G : Je crois que ma passion pour ce métier me vient en grande partie de l’attrait pour les mangas que je lisais quand j’étais adolescent et les animés qui passaient à la télé. Je ne voulais pas rater un seul épisode de «Dragon Ball» et j’économisais le moindre centime pour pouvoir m’acheter les numéros d’«Akira». J’ai passé de nombreux week-ends à dessiner des histoires avec les personnages de Toriyama. J’ai appris petit à petit en étant curieux et en me laissant imprégner par les auteurs que j’adorais. Ce n’est qu’un peu plus tard alors que l’envie de devenir professionnel grandissait que je me suis intéressé aux comics et aux bandes dessinées franco-belge. Enfin, les jeux vidéo sont également une grande source d’inspiration. On ressent l’atmosphère de «Resident Evil» dans mes premiers albums et les créatures rencontrées dans «Explorers» font référence au bestiaire des «Final Fantasy» ! Je voulais donc faire pareil que tous les grands auteurs, raconter une histoire avec les meilleurs dessins et surtout divertir mais dans le bon sens du terme. Nous souhaitons avant tout vous faire passer un bon moment.
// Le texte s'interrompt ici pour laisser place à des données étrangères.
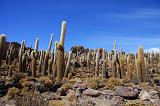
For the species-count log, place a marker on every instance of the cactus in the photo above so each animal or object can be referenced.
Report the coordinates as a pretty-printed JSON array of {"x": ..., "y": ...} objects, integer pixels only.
[
  {"x": 45, "y": 65},
  {"x": 60, "y": 57},
  {"x": 40, "y": 62},
  {"x": 140, "y": 65},
  {"x": 122, "y": 66},
  {"x": 2, "y": 44},
  {"x": 97, "y": 63},
  {"x": 68, "y": 64},
  {"x": 36, "y": 45},
  {"x": 34, "y": 62},
  {"x": 24, "y": 67},
  {"x": 50, "y": 43},
  {"x": 88, "y": 60},
  {"x": 54, "y": 66},
  {"x": 20, "y": 57},
  {"x": 114, "y": 69},
  {"x": 104, "y": 73},
  {"x": 129, "y": 71},
  {"x": 10, "y": 71}
]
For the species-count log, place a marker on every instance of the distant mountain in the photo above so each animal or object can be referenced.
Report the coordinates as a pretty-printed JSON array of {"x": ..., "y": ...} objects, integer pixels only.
[{"x": 155, "y": 50}]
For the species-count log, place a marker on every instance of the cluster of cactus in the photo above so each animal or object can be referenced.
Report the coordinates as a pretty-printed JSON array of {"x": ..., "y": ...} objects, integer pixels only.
[{"x": 59, "y": 64}]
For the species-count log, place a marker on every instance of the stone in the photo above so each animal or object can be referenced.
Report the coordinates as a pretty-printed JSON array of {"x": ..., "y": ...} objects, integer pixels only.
[
  {"x": 126, "y": 92},
  {"x": 81, "y": 86},
  {"x": 149, "y": 95},
  {"x": 144, "y": 95},
  {"x": 156, "y": 102},
  {"x": 91, "y": 92}
]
ZY : Sur quoi avez-vous travaillé avant de commencer «City Hall» ?
R : «Les légendes urbaines», «Kookaburra Universe», «Explorers», «Pinkerton». Des genres très différents quand j’y pense puisqu’il y a, pêle-mêle, un thriller, de la science-fiction, de l’aventure-fantastique et un western. J’aime diversifier mes univers, ça rend l’écriture passionnante !
G : «Les chroniques de Magon», «Ether», «les contes du Korrigan» et «Les contes de Brocéliande», «L’essayeur des anneaux», «Le grimoire du petit peuple» (collectifs) et «Explorers».
ZY : «Explorers», votre précédente collaboration, possède quelques thèmes en commun avec «City Hall». D’où vous vient cette fascination pour l’Angleterre victorienne ?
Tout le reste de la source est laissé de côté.